When I look at the process list excerpt, I posted, I see the first process of scripts/background_tasks_user_keys_creation.php has a parent PID of 1 which can be explained because it is started by the scheduler.php itself which has already been ended/terminated. The next scripts/backgroundtasksuser_keys_creation.php process is started by the first process, the next one by the second and so on. So there must be some place that calls (or forks or whatever) scripts/background_tasks___user_keys_creation.php either iterative or recursively.

[Arash9703]

No clue :( maybe php/usr/bin !

check my task manager config , maybe changing this might help the background task !

[whosht]

@whosht , I did created a test local user and loged in in order to synchronise vault clés to the serveur, "in the meantime i kept running the shell grep teampass" and didn't faced it neither in MySQL neither on debian server.

You have to watch at the right time. You have set user creation task to be executed every 2 minutes. So I guess you have to wait for e.g. 15:22 (even minute) - if you start at 15:21 (odd minute) nothing is run. Regardless if there is a new user or not, you should see at least the number of processes when the scheduler.php is run at the right time (if you do manually you have to wait for the right time as well). This is because scripts/background_tasks___user_keys_creation.php calls itself recursively (line 127 with 64c0768c92c8bb19f2a308ca318b37f699b62ef1) until the timeout (php = 60s or as configured). One more note: you will probably not see that if you are on a newer version than @aleks001 and me.

In b207d0047fcdea02d842ea92af36adaca4fed9c9 there is fix that there is no endless spawning of processes. I haven't updated to a newer version because the last time I tried, the upgrade.php-Process failed (with 958ca2bd41ab3011b8bc91d8626bbcfa2e34e977).

So @aleks001 maybe you should try to update beyond b207d0047fcdea02d842ea92af36adaca4fed9c9 and check if there is still a problem. I would say not because the number of connections is limitted to the number of tasks - not number of spawned processes within the defined time (although I don't know if there is still a bug, keeping a connection to the databases open after the task has been handled and before a new process is spawned).

[Arash9703]

This most likely affects everyone and most people are just not noticing it.
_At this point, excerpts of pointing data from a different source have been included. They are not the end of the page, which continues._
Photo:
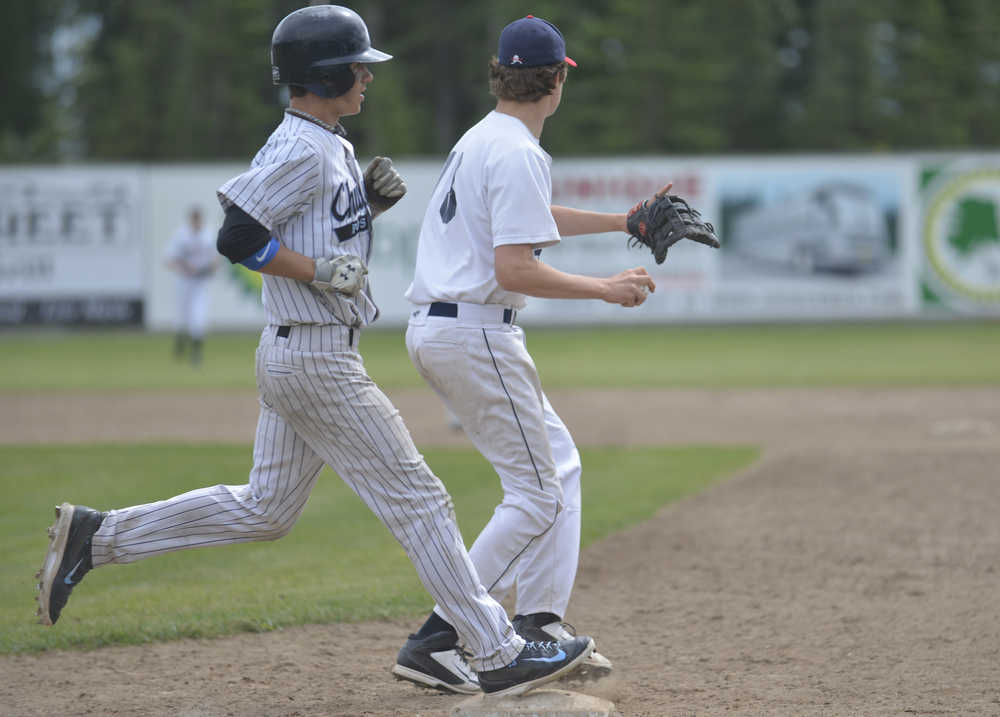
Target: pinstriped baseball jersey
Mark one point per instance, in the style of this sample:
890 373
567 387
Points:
318 405
307 189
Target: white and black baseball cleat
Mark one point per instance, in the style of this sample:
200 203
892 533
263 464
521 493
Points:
68 558
436 661
541 626
537 664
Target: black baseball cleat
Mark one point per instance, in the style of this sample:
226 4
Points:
68 558
543 626
537 663
436 661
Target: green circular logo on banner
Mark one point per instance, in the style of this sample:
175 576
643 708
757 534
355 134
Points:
961 237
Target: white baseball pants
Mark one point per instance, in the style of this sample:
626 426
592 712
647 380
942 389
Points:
318 406
481 369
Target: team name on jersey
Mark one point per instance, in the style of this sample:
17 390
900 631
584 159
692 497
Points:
349 202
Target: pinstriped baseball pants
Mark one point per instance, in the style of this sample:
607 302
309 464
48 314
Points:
319 406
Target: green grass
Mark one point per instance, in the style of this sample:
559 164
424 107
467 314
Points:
337 564
890 354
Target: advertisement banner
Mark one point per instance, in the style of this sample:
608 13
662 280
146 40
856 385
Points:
72 249
960 236
803 238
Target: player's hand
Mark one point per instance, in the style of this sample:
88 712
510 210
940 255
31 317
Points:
383 185
629 288
344 274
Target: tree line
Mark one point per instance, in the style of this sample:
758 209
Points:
173 80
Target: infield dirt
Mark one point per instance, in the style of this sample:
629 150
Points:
853 570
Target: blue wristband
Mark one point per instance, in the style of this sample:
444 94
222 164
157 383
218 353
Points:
260 259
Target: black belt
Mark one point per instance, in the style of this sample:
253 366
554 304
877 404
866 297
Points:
445 308
283 331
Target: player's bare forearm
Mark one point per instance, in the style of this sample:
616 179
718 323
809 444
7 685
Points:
572 222
518 270
290 264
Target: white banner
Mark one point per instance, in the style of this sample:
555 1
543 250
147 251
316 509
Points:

Probably linked with the amount of passwords you have or users. It is quite a serious issue that needs addressing as it will cause other processes to error out randomly when the database limit is hit.
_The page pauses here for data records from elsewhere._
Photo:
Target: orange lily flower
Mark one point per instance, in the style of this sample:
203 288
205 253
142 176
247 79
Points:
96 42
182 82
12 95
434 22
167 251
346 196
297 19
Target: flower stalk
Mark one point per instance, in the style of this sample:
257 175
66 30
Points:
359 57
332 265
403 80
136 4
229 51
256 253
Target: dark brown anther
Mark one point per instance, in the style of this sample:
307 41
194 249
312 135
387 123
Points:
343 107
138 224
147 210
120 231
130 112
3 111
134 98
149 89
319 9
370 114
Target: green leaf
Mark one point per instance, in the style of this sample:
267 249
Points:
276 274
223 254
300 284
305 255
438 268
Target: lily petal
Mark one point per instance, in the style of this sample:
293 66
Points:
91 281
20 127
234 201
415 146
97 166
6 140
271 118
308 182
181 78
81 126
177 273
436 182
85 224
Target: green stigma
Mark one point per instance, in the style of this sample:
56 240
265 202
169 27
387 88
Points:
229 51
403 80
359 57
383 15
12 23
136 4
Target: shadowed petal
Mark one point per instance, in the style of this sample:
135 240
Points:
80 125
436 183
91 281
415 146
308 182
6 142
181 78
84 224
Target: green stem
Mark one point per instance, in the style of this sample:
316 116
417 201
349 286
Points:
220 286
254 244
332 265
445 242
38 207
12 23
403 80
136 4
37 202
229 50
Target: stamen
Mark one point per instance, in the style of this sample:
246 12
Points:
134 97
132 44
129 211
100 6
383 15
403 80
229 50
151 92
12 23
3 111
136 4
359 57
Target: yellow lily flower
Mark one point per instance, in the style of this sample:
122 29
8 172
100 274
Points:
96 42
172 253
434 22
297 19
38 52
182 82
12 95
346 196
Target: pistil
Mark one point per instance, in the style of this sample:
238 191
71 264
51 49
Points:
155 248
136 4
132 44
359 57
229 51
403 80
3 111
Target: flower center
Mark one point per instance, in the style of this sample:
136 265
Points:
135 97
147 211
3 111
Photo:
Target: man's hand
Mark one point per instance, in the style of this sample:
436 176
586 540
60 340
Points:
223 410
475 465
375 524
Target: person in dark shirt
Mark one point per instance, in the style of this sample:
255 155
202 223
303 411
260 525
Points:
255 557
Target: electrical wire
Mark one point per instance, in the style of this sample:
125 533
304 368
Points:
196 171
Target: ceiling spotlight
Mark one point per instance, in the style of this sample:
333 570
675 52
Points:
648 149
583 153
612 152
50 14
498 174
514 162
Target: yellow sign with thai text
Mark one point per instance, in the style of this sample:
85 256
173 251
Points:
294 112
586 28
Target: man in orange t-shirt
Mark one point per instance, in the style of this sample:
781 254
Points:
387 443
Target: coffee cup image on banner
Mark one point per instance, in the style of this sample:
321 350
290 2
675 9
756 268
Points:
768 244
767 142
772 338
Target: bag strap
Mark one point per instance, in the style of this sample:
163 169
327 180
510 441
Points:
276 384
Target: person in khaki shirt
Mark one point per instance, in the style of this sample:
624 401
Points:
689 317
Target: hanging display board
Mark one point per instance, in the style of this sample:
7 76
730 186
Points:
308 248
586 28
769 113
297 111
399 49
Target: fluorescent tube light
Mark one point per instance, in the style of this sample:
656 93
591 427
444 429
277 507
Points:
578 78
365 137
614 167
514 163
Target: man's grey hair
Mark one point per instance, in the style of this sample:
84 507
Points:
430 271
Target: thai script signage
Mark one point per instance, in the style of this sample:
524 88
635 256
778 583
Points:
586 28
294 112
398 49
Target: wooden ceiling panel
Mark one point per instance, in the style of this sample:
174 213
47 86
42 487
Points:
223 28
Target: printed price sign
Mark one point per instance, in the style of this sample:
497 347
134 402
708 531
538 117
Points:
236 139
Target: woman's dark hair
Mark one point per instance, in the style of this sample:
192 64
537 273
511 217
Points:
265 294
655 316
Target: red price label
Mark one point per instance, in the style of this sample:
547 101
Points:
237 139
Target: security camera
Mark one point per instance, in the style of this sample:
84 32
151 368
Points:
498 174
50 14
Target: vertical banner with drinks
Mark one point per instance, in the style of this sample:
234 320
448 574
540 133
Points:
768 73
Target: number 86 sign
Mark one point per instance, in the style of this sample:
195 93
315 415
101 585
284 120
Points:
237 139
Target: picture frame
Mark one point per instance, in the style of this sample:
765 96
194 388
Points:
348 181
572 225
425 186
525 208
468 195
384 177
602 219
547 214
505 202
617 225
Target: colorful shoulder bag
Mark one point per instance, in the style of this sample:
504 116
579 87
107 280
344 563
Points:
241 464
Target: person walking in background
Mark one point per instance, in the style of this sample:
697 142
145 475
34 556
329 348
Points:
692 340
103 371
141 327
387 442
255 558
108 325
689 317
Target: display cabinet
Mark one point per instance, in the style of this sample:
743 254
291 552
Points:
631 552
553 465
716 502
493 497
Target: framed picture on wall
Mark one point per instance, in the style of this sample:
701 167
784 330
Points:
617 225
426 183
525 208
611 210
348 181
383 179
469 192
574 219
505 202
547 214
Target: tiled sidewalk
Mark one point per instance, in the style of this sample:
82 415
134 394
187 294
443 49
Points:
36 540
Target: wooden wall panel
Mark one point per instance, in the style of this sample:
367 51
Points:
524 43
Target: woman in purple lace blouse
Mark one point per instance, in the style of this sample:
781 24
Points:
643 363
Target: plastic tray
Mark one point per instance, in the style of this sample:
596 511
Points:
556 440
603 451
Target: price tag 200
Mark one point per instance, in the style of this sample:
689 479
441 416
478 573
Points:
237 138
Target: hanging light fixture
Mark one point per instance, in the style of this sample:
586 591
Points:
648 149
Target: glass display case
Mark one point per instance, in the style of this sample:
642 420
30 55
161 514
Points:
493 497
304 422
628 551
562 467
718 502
It took me a little time, indeed I agree with @whosht and @aleks001 . The issue does exist & as @aleks001 mentionned this could be à little serious as its relie with mysql !

I guess @nilsteampassnet needs to check this out before the latest 3.0.10 release.

@nilsteampassnet pour info :

[nilsteampassnet]

Hi The issue is solved but not yet committed. The next commit is a huge one and I'm testing it. The fix is quite simple, I will post tomorrow morning how to do it manually.

[Arash9703]

@nilsteampassnet I've noticed that disabled Active Directory users can log in to their vault. Is this expected behavior? If so, it might be necessary for Teampass administrators to perform additional checks when employees leave the team.

Teampass currently checks for accounts existence but doesn't verify the account's active status. Should we create an issue to discuss and address this?

Your input would be appreciated.

[cgkelleher88]

@nilsteampassnet did you manage to post the manual fix for this issue - i have the issue on version 3.0.10.67 and still after upgrade to latest. should it be fixed with upgrade?